In Wisconsin, according to exit polls from the 2004 presidential primary, 57 percent of the voters called themselves moderates or conservatives. Seventy-five percent had incomes of $75,000 a year or less; 50 percent earned less than $50,000 a year. A third of the voters were Catholic. More than half had no college education and more than one in five were union members. This is the kind of electorate Clinton is counting on in Ohio and, in April, in Pennsylvania, because it’s the electorate that favored her up until Obama’s big victories in Maryland and Virginia.

True, there are countervailing factors. Wisconsin is a wide-open primary, and with John McCain now the presumptive nominee, independent and Republican crossovers may weigh in on the Democratic side of the ticket. (They made up nearly 30 percent of the 2004 primary vote.) Obama has the support of Gov. Jim Doyle and—perhaps more significant—the support of longtime Rep. David Obey, originally a John Edwards backer. Obey has been one of the strongest voices against the free-trade policies that so anger the unions.
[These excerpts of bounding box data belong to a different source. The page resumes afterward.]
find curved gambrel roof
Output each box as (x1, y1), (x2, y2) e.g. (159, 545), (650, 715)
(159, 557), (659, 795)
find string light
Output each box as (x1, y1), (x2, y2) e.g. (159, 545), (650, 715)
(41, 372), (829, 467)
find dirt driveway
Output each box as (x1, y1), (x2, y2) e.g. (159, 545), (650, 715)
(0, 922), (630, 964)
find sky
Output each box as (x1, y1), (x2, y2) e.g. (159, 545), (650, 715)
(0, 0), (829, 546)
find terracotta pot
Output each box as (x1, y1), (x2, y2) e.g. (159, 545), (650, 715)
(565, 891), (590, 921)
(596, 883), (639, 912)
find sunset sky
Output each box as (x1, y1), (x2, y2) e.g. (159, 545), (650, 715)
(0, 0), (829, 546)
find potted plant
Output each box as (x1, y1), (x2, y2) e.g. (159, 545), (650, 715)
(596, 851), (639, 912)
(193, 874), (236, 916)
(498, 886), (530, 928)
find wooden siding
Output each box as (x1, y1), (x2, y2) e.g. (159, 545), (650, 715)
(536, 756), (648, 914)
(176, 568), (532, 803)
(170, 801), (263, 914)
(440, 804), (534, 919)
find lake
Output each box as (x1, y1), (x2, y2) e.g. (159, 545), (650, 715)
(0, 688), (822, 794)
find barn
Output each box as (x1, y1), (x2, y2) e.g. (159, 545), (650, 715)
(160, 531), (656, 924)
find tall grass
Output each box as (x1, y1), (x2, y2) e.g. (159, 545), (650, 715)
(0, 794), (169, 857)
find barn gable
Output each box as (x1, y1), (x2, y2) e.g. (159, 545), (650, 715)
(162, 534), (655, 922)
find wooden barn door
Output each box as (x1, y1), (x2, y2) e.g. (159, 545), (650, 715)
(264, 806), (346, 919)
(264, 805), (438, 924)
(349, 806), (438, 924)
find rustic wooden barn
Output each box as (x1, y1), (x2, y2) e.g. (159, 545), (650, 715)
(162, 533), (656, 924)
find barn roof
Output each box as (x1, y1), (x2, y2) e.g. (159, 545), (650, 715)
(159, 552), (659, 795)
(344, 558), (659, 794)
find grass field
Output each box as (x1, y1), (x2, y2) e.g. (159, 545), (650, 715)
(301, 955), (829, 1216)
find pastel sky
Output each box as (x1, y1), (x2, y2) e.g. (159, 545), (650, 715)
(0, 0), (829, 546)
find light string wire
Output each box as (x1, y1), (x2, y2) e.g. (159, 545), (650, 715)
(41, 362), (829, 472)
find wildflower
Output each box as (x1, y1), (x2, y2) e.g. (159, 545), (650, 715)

But if the hopes of Sen. Clinton rest on the votes of white working-class voters, Wisconsin ought to be fertile ground for a campaign reset. Conversely, if Obama can produce another February blowout—in a primary state with a tiny African-American population—that will tell us something as well. After all, if Clinton cannot rally the beer-drinking Democrats in the state that gave us Pabst, Schlitz, and Miller, where can she?

Correction, Feb. 15, 2008: The original sentence wrongly said the Wisconsin primary would take place next Wednesday. (Return to the corrected sentence.)